While OpenAI and Anthropic have been the focus, Google has released impressive benchmarks with the new Gemini 3.1 Pro. The new Gemini 3.1 Pro is crushing benchmarks, scoring a 77.1% on the ARC-AGI-2 abstract reasoning test. And Opus 4.6? Its score isn't public, but its sibling model, Sonnet 4.6, scores 60.4%. Google is significantly outperforming in abstract reasoning tests.

Gemini 3.1 Pro outperforming Opus 4.6 — Gemini 3.1 Pro dominates Opus 4.6 in benchmarks.

The Price of Power: Is Opus 4.6 Worth the Cost?

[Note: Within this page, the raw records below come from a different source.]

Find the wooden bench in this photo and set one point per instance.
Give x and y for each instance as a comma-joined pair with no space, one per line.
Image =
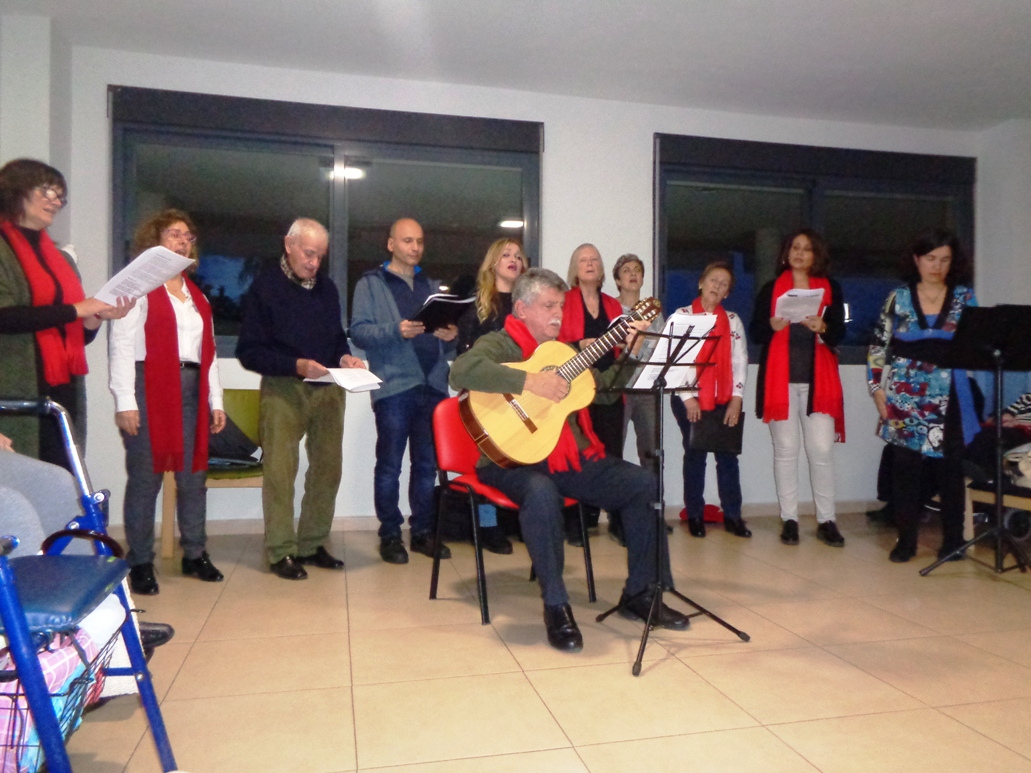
242,407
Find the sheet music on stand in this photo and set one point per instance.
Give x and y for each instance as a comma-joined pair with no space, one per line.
680,372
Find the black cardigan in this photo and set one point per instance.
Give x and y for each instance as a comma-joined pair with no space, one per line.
760,332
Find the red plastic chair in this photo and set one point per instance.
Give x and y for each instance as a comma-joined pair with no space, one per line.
458,454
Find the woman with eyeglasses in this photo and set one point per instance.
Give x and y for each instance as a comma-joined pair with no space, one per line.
927,412
164,375
798,394
45,318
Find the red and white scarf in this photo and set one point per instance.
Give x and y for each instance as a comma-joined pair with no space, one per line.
826,395
161,377
63,355
566,455
716,384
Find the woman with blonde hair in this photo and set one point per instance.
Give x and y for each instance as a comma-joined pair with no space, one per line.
501,267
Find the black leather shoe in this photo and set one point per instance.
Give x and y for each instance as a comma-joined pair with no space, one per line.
637,609
902,552
736,527
425,544
288,568
789,533
494,539
141,579
562,630
946,549
202,568
321,559
392,550
155,634
828,533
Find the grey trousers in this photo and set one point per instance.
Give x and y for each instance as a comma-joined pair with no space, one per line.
143,483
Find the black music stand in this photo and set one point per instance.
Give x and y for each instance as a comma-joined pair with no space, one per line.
678,346
998,339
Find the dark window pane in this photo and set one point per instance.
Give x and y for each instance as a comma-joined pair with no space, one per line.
867,234
242,202
460,207
741,225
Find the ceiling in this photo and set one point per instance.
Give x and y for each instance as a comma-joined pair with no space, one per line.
956,64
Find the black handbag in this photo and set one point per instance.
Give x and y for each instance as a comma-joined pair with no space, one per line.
710,434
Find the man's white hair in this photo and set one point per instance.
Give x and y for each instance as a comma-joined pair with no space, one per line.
306,226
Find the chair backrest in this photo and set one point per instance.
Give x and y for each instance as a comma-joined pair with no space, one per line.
242,407
456,449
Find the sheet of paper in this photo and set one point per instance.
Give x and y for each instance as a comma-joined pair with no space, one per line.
353,379
795,305
150,270
678,325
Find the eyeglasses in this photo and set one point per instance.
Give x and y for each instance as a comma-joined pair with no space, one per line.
54,194
176,234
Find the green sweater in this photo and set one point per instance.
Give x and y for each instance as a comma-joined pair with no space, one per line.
479,369
19,378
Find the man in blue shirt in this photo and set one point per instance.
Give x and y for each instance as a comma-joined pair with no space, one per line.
292,330
413,366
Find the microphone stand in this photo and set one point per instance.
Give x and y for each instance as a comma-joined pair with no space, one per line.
659,391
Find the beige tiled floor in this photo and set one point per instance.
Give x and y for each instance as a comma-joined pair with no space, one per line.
855,664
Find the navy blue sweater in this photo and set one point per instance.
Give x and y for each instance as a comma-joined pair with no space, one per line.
284,323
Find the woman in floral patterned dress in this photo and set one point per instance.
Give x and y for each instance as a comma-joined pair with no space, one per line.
926,410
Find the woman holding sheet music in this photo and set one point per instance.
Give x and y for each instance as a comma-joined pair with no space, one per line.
721,390
164,375
799,384
501,267
45,318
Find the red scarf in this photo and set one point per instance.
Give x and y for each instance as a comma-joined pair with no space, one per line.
572,314
826,390
63,354
716,384
161,377
565,455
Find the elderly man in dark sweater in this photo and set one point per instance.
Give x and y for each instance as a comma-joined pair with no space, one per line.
292,330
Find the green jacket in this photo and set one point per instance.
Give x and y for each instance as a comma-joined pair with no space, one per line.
479,369
18,362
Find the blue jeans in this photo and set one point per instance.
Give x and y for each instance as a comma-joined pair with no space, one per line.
727,474
405,421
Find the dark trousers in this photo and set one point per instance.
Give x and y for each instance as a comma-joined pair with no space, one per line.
405,421
610,483
728,476
909,468
142,483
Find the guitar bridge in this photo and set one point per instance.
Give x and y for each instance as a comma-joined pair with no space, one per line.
513,403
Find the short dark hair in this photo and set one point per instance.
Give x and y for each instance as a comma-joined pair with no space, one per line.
19,178
148,233
529,284
929,240
821,256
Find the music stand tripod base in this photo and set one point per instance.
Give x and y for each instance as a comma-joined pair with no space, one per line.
658,390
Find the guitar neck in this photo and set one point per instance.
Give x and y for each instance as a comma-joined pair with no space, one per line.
572,368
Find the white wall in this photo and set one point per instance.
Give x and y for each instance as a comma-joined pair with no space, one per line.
596,186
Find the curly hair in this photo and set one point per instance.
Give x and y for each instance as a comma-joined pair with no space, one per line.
929,240
821,256
487,291
148,233
19,178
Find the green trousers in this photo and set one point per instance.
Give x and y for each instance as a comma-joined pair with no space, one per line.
292,409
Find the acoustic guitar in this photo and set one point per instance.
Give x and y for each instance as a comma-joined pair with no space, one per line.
516,430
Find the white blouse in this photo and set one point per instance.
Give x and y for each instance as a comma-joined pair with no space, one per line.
128,345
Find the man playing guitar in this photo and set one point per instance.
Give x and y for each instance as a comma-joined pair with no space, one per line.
577,466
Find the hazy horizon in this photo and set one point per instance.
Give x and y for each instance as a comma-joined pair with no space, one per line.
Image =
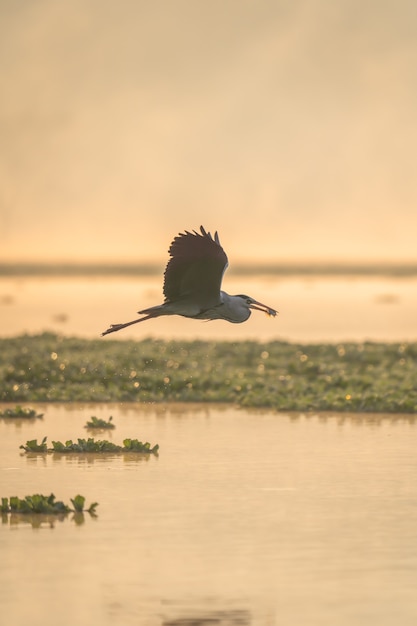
289,127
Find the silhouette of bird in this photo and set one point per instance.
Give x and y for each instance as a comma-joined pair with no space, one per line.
192,284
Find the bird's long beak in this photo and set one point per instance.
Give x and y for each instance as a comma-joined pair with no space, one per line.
258,306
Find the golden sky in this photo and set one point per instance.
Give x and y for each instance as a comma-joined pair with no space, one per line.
289,126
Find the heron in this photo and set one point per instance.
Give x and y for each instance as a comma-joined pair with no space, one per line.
192,284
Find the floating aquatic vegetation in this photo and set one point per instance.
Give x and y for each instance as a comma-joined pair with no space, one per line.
19,411
46,505
367,376
97,422
90,445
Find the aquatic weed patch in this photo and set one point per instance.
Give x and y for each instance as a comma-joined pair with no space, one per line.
286,376
46,505
99,423
90,445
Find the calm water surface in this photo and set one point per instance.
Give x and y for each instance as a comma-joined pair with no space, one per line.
311,308
244,518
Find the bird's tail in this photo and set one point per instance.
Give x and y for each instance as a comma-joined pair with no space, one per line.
153,311
115,327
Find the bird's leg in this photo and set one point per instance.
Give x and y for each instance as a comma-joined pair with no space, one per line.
114,327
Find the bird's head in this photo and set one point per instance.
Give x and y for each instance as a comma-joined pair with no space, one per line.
250,304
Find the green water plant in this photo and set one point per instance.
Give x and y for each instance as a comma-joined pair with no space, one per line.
33,446
21,412
97,422
350,376
46,505
90,445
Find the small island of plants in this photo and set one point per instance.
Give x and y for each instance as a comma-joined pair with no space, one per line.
90,445
46,505
21,412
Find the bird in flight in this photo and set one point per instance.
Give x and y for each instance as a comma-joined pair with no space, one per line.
192,284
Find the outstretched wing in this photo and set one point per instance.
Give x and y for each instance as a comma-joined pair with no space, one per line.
195,269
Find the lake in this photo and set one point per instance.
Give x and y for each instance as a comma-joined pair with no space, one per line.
244,518
312,308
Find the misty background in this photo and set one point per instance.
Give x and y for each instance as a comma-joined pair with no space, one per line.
288,126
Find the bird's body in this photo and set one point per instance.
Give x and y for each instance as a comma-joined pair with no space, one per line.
192,282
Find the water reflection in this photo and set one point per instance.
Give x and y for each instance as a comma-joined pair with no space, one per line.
247,517
43,520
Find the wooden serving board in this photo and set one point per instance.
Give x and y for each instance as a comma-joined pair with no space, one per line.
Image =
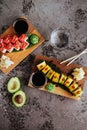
17,57
65,69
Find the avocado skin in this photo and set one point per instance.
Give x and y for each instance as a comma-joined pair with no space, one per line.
20,92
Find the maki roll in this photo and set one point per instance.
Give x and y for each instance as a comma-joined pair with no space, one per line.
55,78
68,82
46,69
50,74
78,92
62,79
73,86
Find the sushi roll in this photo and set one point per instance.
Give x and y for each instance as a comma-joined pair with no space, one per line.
73,86
78,92
62,79
7,39
56,77
50,74
68,82
41,65
9,47
46,69
17,45
14,39
2,48
23,38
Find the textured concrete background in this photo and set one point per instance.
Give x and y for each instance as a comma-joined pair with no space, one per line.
44,111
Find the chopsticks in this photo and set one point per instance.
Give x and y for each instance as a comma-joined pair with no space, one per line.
72,59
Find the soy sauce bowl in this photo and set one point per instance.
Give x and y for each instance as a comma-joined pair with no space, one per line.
38,79
20,26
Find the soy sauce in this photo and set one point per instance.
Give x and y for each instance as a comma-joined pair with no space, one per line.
38,79
21,26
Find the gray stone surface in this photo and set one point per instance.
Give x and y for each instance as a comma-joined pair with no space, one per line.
44,111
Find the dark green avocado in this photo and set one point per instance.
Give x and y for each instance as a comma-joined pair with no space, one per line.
13,84
19,98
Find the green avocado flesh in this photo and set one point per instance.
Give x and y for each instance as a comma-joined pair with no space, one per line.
19,98
13,85
34,39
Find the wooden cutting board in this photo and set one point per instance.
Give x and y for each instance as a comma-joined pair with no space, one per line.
17,57
65,69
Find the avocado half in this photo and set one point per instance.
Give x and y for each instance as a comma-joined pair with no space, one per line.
19,98
13,85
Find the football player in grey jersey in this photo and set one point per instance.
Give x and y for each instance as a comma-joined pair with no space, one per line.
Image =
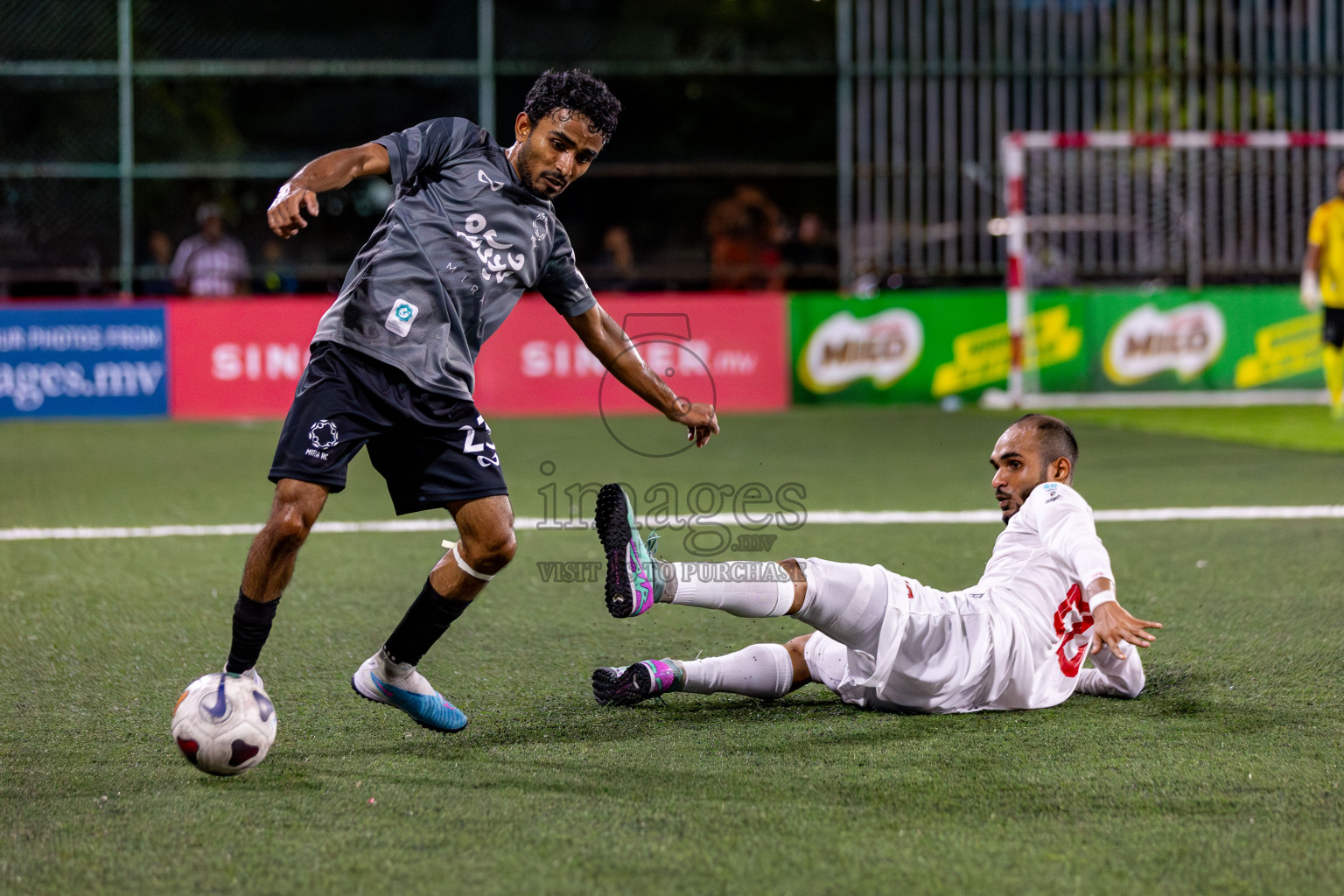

Let's talk money. Opus smokes Sonnet on the GPQA Diamond benchmark, which is great if you're a PhD physicist. But for coding, writing, and daily tasks, that 17-point lead is irrelevant. The GPQA Diamond benchmark focuses on complex problem-solving in physics, a skill that doesn't directly translate to everyday tasks. Users are unlikely to notice that extra skill. The higher benchmark score has limited practical impact because most users don't require that level of expertise for their daily tasks. On tasks that matter, like using desktop apps (the OSWorld benchmark), Sonnet is almost identical: 72.5% vs. Opus's 72.7%. You won't notice that 0.2% difference.

Here's how I see it:

Opus 4.6: Costs as much as a fancy dinner.
Sonnet 4.6: Costs as much as a coffee.
Gemini 3.1 Pro: Costs as much as a vending machine snack.

Opus 4.6 costs as much as a fancy dinner, while Sonnet 4.6 is comparable to the price of a coffee, and Gemini 3.1 Pro is as cheap as a vending machine snack.

My final take on Opus 4.6...

The marketing for Opus 4.6 sets expectations higher than the product currently delivers. The 'Agent Teams' feature is a cool demo, but it's expensive and buggy. I experienced issues with agent coordination and frequent disconnections. The massive context window failed to accurately answer questions about the NDA I uploaded. For the price, Opus 4.6 doesn't deliver. The real story is its cheaper sibling, Sonnet 4.6, which is nearly identical on the tasks that matter. Save your money and stick with Sonnet.